Она помнила времена, когда не существовало ни еды навынос, ни тайских ресторанов, а замороженные полуфабрикаты «Веста» были экзотикой. Времена, когда едой считалась селедка, фарш и ветчина. Однажды она вскользь упомянула при Эмили, что помнит времена, когда никто не знал, что такое баклажаны, и дочь огрызнулась: «Не говори глупостей». На десерт Глория съела ломтик генуэзского бисквита (весь секрет в том, чтобы Добавить в тесто ложку горячего молока). Она уже повесила свою викторианскую картину с котятами в корзине на место мрачного загнанного оленя, хотя тот и оставил о себе напоминание — кант из тонкого слоя копоти. Комнату полностью отремонтировали год назад после установки новой сигнализации, но Глорию не переставало удивлять, как быстро в ней скапливается грязь. Котята на стене смотрелись идеально.
Она настолько погрузилась в созерцание невинных кошачьих шалостей, что не заметила, как за дверью в сад возник громоздкий силуэт. Когда человек поднял мясистую лапу и постучал по стеклу, Глория едва не свалилась с дивана.

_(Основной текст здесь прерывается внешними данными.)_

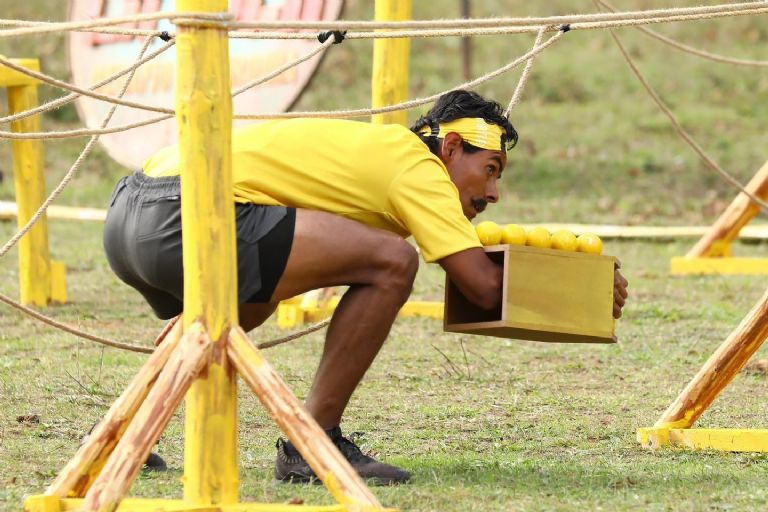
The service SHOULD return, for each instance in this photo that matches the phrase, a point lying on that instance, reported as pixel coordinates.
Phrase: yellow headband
(474, 130)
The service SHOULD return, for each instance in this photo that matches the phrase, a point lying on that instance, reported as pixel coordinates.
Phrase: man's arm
(478, 278)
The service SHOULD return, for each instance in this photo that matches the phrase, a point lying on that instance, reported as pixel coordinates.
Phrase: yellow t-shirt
(380, 175)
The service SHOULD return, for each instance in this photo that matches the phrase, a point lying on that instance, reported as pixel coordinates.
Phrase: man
(323, 202)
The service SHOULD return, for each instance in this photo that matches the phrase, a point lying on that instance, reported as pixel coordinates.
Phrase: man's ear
(450, 146)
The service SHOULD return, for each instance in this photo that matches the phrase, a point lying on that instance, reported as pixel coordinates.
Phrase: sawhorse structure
(712, 253)
(41, 280)
(201, 355)
(674, 426)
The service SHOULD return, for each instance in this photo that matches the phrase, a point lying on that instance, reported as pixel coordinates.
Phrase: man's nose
(492, 192)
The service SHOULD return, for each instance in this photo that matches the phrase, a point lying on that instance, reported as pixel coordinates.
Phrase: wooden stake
(190, 357)
(313, 444)
(78, 475)
(736, 216)
(719, 370)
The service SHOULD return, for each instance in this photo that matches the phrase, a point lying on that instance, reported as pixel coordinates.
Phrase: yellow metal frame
(391, 57)
(721, 439)
(40, 279)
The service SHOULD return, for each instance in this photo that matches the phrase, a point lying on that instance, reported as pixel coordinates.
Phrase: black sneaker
(291, 467)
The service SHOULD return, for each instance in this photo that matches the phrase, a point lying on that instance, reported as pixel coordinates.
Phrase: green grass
(513, 425)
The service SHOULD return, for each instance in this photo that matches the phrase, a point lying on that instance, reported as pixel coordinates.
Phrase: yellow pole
(204, 113)
(34, 258)
(389, 84)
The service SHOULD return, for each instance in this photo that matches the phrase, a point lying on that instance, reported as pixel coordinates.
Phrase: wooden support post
(204, 113)
(190, 357)
(719, 370)
(389, 83)
(34, 259)
(78, 475)
(321, 455)
(725, 230)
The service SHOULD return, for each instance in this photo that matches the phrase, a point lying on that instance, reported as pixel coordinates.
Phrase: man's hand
(619, 291)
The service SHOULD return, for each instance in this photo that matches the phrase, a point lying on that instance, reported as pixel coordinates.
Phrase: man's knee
(399, 263)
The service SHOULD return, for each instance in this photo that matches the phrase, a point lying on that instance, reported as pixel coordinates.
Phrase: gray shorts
(142, 240)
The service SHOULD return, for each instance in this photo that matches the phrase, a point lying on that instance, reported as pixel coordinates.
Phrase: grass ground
(506, 424)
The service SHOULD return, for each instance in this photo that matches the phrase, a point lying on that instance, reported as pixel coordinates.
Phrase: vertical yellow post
(34, 259)
(204, 112)
(389, 84)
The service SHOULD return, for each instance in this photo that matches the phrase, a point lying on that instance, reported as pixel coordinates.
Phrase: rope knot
(338, 36)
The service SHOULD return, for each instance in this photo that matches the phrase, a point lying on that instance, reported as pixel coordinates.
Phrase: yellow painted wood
(204, 113)
(548, 295)
(34, 258)
(389, 80)
(41, 503)
(721, 439)
(12, 78)
(58, 281)
(732, 266)
(150, 505)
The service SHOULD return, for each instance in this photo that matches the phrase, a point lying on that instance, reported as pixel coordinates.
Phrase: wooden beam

— Господи, у меня чуть сердечный приступ не случился, Терри, — сердито сказала она, поднимаясь, чтобы открыть дверь.
— Извините.
Теренс Смит. Грэмов голем, слепленный из грязи со дна отстойника где-то в центральных графствах. Иногда Мёрдо одалживал его, когда был нужен вышибала или телохранитель (охранная фирма Мёрдо присматривала за хрупкими знаменитостями, наезжавшими в столицу), но в основном он был ручным головорезом Грэма и его шофером, когда хозяин так напивался, что не мог найти руль, — Грэм отказывался втискивать свое эго в красный «гольф» Глории, — или просто ошивался поблизости, источая, как и его псина, туповатую преданность. Глория угощала и собаку, и хозяина пирожными и не подпускала к кошкам и маленьким детям. Сегодня собаки с ним не было.
— Куда ты дел собаку, Терри? Где Спайк?
Он издал странный сдавленный звук и замотал головой, вместо ответа спросил, где Грэм, его кукловод.
— Он в Тёрсо.
Смешно, но чем чаще она это повторяла, тем больше это походило на правду, во всяком случае в метафизическом смысле, словно Тёрсо — чистилище, куда изгоняют грешников. Глория как-то ездила в Тёрсо, и для нее эта метафора была вполне правдива.
— В Тёрсо? — В его голосе слышалось сомнение.
— Да. Это на севере.
Она сомневалась, что в школе Терри интересовался географией Шотландии. Глория нахмурилась. Уродливое лицо бугая сегодня было особенно неприятного оттенка.
— Терри, что у тебя с носом?
Он прикрыл лицо рукой, будто вдруг застеснявшись.
Снова зазвонил телефон. Глория с Терри молча выслушали скулеж Эмили: «Мама-мама-мама».
— Это дочка ваша, — наконец сказал Терри. Видимо, думал, что Глория ее не признала.
Она вздохнула:
— Она самая, — и, вопреки голосу рассудка, подошла к аппарату и сняла трубку.
— Я звоню целую вечность, — сказала Эмили, — но постоянно попадаю на автоответчик.
— Меня не было дома, — сказала Глория. — Оставила бы сообщение.
— Я не хотела оставлять сообщений, — сердито сказала Эмили.
Глория смотрела, как Терри топает прочь по дорожке. Он чем-то напоминал ей Кинг-Конга, только злого.